Wrigley-Field said that many deaths that occurred at the start of a surge may not have been attributed to the virus because those responsible for determining cause of death were likely unaware that a surge was taking place and did not test for COVID.

“Most of the excess deaths happen at home, so it’s not like a hospital where you’d be routinely tested for COVID,” Wrigley-Field said. “It’s people dying at home in a context where their families don’t know there’s a COVID surge, the coroner doesn’t know there’s a COVID surge. It hasn’t been recognized yet.”

Wrigley-Field said her team found evidence of the largest undercounts in the southern and western United States and counties outside of metropolitan areas, but they did not try to find reasons for the statistical disparities.

“The U.S. has this really patchwork and decentralized death reporting system where who is responsible for deciding the causes of death is really different in different places,” she said. “Sometimes it’s a medical examiner who has training. Sometimes it’s potentially someone with no training and no medical background.”

Conversely, the researchers also determined that COVID fatalities reported in the northeastern United States surpassed estimates of naturally caused excess deaths.

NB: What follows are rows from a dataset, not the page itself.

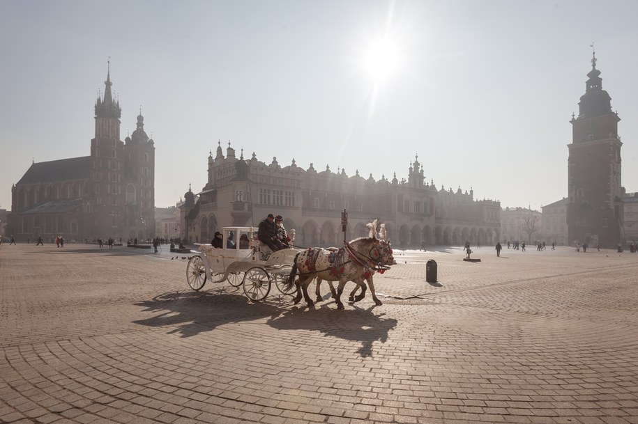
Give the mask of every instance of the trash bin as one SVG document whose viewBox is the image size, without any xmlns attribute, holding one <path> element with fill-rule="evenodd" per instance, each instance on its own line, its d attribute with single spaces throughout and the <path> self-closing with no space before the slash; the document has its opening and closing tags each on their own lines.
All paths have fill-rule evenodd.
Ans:
<svg viewBox="0 0 638 424">
<path fill-rule="evenodd" d="M 436 262 L 433 259 L 425 263 L 425 281 L 428 283 L 436 282 Z"/>
</svg>

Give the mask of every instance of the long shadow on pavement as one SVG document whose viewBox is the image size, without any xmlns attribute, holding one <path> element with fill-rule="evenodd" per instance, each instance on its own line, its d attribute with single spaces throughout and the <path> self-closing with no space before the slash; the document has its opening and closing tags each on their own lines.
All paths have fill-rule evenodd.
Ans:
<svg viewBox="0 0 638 424">
<path fill-rule="evenodd" d="M 357 352 L 361 356 L 372 356 L 374 342 L 385 343 L 388 332 L 397 326 L 394 318 L 384 318 L 385 314 L 373 313 L 374 306 L 367 308 L 353 304 L 350 309 L 337 311 L 323 305 L 319 308 L 295 308 L 273 316 L 268 325 L 282 330 L 303 329 L 319 331 L 326 336 L 359 342 Z"/>
<path fill-rule="evenodd" d="M 229 322 L 252 321 L 278 315 L 280 310 L 263 302 L 251 303 L 240 289 L 222 287 L 206 292 L 169 292 L 135 304 L 153 316 L 134 321 L 149 327 L 174 327 L 169 333 L 191 337 Z"/>
</svg>

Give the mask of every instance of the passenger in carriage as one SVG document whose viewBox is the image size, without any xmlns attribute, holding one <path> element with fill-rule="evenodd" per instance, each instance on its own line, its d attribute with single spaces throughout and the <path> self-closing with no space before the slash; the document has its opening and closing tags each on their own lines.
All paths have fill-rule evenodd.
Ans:
<svg viewBox="0 0 638 424">
<path fill-rule="evenodd" d="M 277 215 L 275 217 L 275 224 L 277 226 L 277 240 L 280 243 L 282 244 L 283 247 L 289 248 L 290 247 L 290 237 L 288 237 L 288 233 L 286 232 L 286 228 L 284 228 L 283 223 L 284 219 L 281 215 Z"/>
<path fill-rule="evenodd" d="M 259 223 L 257 239 L 268 246 L 273 252 L 283 249 L 284 246 L 277 239 L 277 225 L 275 223 L 275 215 L 268 214 L 268 217 Z"/>
<path fill-rule="evenodd" d="M 235 249 L 235 242 L 233 241 L 234 235 L 232 231 L 229 232 L 226 237 L 226 249 Z"/>
<path fill-rule="evenodd" d="M 250 249 L 250 242 L 248 240 L 248 234 L 242 234 L 239 237 L 239 249 Z"/>
<path fill-rule="evenodd" d="M 222 249 L 224 246 L 224 239 L 222 238 L 222 233 L 219 231 L 215 232 L 215 237 L 213 237 L 213 241 L 211 242 L 211 244 L 213 245 L 213 247 L 215 249 Z"/>
</svg>

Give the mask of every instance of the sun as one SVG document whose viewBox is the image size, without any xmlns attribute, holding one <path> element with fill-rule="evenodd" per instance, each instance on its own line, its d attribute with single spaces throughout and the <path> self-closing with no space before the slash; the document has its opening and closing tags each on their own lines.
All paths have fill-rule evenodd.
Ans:
<svg viewBox="0 0 638 424">
<path fill-rule="evenodd" d="M 377 84 L 395 75 L 402 63 L 400 49 L 392 40 L 385 38 L 370 42 L 361 60 L 364 72 Z"/>
</svg>

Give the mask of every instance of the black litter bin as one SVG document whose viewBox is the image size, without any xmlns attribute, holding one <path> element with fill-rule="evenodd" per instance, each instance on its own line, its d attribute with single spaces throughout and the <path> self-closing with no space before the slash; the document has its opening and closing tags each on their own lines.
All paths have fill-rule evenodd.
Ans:
<svg viewBox="0 0 638 424">
<path fill-rule="evenodd" d="M 428 283 L 436 282 L 436 262 L 433 259 L 425 263 L 425 281 Z"/>
</svg>

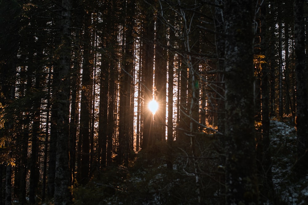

Wrigley-Field said it’s possible that some non-COVID deaths in that region may have been misattributed to the virus and that social distancing and other precautions prevented people from dying of influenza and other respiratory diseases.

And that Minnesota’s COVID fatalities tracked closely with the estimate of excess deaths. She said saving lives during a pandemic depends on gathering accurate data.

“People talk about pandemic preparedness and disaster preparedness, but a part we don’t talk about enough is getting our cause of death reporting to be better in the United States so that we have more accurate information in real time about what people are dying of.”